Trophäe der FIFA Klub-Weltmeisterschaft

FIFA Klub-WM ab 2025 mit 32 Teams

Stand: 16.12.2022 12:13 Uhr

Die FIFA richtet die Klub-WM künftig im Vier-Jahres-Rhythmus mit 32 Teams aus. Das gab FIFA-Präsident Gianni Infantino am Freitag (16.12.2022) bekannt. Über den Austragungsort und weitere Details sei auf der Sitzung des Councils des Fußball-Weltverbandes am Freitag "noch nicht gesprochen" worden. Auch eine Klub-Weltmeisterschaft für Frauen sei "in Planung".

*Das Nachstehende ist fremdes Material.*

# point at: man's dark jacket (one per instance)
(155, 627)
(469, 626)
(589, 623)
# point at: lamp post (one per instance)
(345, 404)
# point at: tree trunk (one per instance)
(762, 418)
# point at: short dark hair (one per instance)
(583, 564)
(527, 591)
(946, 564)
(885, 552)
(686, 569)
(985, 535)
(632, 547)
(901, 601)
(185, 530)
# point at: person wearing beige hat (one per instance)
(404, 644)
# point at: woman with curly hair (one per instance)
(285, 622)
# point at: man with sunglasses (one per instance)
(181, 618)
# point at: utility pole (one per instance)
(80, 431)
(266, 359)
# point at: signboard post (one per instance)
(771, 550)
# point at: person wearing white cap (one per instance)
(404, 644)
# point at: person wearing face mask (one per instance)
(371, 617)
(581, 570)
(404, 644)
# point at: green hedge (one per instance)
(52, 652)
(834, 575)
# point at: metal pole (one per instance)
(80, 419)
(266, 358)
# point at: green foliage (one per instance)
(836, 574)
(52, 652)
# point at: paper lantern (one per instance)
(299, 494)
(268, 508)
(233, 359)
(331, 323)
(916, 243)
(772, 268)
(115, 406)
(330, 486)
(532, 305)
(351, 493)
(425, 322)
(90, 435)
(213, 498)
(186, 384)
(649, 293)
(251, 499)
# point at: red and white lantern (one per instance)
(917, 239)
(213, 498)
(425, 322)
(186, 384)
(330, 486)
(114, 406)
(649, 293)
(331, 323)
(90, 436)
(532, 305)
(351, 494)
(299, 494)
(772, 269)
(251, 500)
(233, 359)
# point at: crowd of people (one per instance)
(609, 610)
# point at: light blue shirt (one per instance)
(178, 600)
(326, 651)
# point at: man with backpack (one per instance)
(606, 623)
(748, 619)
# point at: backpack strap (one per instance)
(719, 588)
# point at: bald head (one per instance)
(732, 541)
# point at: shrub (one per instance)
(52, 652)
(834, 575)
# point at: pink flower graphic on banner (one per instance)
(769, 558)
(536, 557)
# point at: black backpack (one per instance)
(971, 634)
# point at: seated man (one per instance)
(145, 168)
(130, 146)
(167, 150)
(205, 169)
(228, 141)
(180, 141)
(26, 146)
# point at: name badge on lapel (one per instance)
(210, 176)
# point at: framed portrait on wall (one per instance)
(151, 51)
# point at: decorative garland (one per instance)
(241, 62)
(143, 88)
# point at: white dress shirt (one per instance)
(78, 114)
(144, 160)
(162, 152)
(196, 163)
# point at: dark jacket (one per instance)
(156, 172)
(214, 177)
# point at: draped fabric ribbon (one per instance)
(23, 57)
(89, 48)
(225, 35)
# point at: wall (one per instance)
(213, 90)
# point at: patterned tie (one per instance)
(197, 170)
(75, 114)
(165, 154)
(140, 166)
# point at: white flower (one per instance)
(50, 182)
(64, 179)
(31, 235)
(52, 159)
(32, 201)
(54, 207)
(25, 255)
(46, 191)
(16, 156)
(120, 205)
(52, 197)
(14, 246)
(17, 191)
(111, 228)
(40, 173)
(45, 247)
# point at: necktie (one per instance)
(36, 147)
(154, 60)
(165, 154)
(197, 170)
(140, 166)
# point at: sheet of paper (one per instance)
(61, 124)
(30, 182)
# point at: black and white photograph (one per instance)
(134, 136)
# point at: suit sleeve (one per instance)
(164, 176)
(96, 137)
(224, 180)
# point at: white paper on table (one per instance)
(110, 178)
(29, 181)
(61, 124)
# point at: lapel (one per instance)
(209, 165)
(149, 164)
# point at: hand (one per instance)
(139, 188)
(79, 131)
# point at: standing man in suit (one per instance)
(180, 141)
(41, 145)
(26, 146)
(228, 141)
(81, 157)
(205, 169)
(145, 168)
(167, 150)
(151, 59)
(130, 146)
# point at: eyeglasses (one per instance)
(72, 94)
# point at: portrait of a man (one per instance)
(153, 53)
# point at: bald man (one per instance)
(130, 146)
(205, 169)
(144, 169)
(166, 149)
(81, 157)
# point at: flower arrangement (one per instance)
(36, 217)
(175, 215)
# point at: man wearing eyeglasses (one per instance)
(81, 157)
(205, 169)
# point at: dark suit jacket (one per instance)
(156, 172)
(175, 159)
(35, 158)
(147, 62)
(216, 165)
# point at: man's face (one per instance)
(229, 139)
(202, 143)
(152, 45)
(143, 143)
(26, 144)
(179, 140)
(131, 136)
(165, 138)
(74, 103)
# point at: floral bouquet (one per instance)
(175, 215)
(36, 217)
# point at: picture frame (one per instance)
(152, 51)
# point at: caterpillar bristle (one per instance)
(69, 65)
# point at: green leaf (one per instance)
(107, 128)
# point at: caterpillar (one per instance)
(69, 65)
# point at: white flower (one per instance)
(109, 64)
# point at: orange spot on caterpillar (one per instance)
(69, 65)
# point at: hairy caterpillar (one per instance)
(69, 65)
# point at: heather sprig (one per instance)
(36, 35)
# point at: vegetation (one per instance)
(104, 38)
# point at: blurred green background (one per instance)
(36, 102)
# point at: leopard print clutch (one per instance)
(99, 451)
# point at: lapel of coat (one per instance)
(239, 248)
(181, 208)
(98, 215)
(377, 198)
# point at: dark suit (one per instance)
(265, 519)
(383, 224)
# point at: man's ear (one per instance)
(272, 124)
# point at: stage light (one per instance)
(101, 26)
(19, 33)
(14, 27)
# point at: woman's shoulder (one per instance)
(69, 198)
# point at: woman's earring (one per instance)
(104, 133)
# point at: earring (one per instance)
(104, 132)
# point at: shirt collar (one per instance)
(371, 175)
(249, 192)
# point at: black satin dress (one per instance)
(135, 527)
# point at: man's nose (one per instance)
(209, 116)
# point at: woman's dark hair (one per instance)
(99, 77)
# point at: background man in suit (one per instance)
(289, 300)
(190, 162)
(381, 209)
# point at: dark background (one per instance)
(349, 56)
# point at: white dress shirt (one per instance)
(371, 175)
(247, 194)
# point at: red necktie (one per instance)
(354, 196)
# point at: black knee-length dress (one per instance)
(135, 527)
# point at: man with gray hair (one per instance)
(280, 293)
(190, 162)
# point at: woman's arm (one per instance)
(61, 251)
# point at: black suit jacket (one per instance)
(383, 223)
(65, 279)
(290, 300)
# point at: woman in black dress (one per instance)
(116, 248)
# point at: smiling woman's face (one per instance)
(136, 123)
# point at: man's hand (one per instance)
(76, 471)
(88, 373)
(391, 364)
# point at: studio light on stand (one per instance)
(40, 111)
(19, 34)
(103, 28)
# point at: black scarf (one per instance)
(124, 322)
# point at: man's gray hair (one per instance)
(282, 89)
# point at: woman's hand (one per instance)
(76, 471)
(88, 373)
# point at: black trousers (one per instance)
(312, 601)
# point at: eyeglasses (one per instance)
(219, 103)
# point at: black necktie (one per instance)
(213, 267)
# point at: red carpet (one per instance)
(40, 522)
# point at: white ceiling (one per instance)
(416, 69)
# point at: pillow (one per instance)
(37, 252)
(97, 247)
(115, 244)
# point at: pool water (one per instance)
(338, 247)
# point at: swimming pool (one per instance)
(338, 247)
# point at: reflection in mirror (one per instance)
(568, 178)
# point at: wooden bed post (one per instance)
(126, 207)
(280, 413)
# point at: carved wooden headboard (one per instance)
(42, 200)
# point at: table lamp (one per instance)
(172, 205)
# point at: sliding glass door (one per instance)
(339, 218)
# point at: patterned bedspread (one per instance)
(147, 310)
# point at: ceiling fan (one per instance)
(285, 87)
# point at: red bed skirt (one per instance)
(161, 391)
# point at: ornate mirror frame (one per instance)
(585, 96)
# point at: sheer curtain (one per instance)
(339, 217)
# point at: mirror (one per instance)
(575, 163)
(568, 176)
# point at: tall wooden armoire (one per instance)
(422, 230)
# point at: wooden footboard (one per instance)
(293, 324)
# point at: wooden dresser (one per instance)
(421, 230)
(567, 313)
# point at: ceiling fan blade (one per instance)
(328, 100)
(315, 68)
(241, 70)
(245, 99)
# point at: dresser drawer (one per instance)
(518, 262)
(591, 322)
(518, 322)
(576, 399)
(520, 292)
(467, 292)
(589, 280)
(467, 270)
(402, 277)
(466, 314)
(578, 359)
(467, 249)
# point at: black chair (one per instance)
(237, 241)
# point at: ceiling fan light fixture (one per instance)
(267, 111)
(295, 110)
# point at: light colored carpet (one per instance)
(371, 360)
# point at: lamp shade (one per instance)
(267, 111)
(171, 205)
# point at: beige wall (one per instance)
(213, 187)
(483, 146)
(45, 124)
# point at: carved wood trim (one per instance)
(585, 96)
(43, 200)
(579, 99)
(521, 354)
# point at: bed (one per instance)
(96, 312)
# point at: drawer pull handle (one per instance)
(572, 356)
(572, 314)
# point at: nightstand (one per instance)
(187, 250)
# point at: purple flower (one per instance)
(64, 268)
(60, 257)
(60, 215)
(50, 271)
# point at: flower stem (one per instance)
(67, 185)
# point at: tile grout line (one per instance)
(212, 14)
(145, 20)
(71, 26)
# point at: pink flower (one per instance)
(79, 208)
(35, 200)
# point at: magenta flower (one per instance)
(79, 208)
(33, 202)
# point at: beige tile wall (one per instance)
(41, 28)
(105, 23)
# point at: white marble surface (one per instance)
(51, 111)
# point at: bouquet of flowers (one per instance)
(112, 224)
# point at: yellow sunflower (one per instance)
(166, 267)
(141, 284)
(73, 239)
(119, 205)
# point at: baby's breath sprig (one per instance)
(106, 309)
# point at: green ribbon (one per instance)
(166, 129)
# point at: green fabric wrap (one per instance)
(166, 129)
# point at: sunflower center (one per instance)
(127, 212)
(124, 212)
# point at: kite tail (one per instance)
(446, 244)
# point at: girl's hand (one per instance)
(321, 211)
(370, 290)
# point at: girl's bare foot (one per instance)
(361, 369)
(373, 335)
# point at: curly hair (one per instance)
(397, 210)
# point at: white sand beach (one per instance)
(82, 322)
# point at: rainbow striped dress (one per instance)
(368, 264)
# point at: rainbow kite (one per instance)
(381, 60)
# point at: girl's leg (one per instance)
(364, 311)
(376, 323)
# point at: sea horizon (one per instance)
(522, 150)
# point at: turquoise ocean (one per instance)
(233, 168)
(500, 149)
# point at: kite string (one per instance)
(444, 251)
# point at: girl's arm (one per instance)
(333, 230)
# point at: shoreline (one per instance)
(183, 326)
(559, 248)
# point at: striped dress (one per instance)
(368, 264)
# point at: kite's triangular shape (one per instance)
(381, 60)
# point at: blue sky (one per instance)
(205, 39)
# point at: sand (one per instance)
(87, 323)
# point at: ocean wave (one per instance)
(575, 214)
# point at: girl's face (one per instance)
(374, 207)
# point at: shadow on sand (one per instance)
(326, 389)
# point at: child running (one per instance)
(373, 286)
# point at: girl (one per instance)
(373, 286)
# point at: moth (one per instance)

Zuletzt fand die Klub-WM jedes Jahr in einem Format mit sieben Teams statt, so auch bei der Klub-WM 2022, die im Februar 2023 in Marokko gespielt werden soll. Ab 2025 sollen dann 32 Teams mitspielen, das Turnier soll im Vier-Jahres-Rhythmus stattfinden. Eigentlich sollte 2021 erstmals eine vergrößerte Klub-WM in China stattfinden. Die Coronavirus-Pandemie verhinderte das Turnier jedoch, der Sommer 2021 wurde für die verschobenen Turniere der EM und der Copa Libertadores gebraucht.

FIFA und UEFA in der Diskussion um die Auswahl der Teams

Eine vergrößerte Klub-WM ist vor allem für die UEFA und ihre Champions League eine starke Konkurrenz. Nach Informationen der Sportschau diskutierten UEFA und FIFA zuletzt darüber, welcher der beiden Verbände die teilnehmenden Teams aus Europa bestimmen darf - die UEFA pochte auf ihr Recht.

Auch für nationale Ligen könnte die Klub-WM ein großes Problem werden. Rund eine Milliarde Euro erhoffte sich die FIFA für das erste Turnier. Die hohen Preisgelder würden bei Topteams landen, was die Ungleichheit in den Ligen vergrößern könnte.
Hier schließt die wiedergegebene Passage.